From: Benjamin Kosnik (bkoz_at_[hidden])
Date: 2007-10-03 16:43:56
> > If the Jam language is part of the problem (because it is so poorly
> > understood), does it make sense to still use Jamfiles as the
> > description language?
Ding ding ding.
> > Boost.Build has some really great ideas in it. The way features can
> > be defined and separately mapped onto the platform, how features
> > interact and propagate, the flexibility of generators... all of
> > these allow us to describe complex build systems rather easily.
> > These are good, solid ideas, and they work well in BBv2, so why
> > haven't we seen a more adoption of Boost.Build beyond boost?
> "More" compared to what? I get the impression that Boost.Build is used
> outside Boost, and well, it was used outside boost even more Boost
> itself started moving to V2.
More adoption compared to cmake, gnu make, gnu autotools, ant, etc.
There is no doubt that Boost.Build is used outside of boost: witness
the postings on this list.
Outside the boost community, however, the situation is unclear.
One reference point is that boost build is not a required
dependency to build any package on fedora/redhat.

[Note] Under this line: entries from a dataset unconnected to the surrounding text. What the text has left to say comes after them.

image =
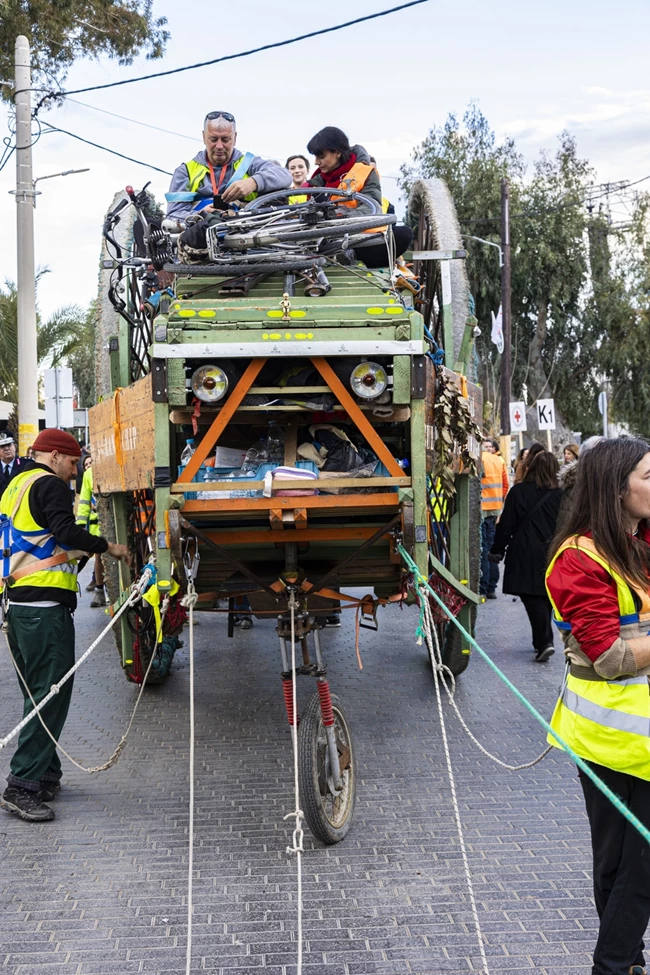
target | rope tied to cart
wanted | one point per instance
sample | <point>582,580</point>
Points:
<point>136,592</point>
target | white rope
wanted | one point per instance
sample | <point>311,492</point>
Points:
<point>298,834</point>
<point>444,672</point>
<point>432,640</point>
<point>122,742</point>
<point>136,592</point>
<point>190,600</point>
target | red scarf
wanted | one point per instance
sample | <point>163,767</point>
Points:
<point>334,178</point>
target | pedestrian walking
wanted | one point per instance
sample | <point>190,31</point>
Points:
<point>523,534</point>
<point>39,577</point>
<point>599,583</point>
<point>494,487</point>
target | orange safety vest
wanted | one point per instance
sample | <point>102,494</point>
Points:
<point>492,493</point>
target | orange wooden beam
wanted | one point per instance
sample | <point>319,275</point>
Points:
<point>222,419</point>
<point>360,420</point>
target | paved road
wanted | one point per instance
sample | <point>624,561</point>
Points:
<point>101,891</point>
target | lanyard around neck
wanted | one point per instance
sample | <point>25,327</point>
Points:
<point>222,174</point>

Maybe other linux
distros have packages that use boost build.
If you attempt to qualify usage of build tools in general on linux (say
with debian popularity contest, link:)
You'll see something like (rank/build tool)
2 make (gnu)
368 boost build
This is admittedly imprecise, but gives one an idea.
Perhaps the situation is different on windows. I'll let someone else
try to come up with metrics for that platform.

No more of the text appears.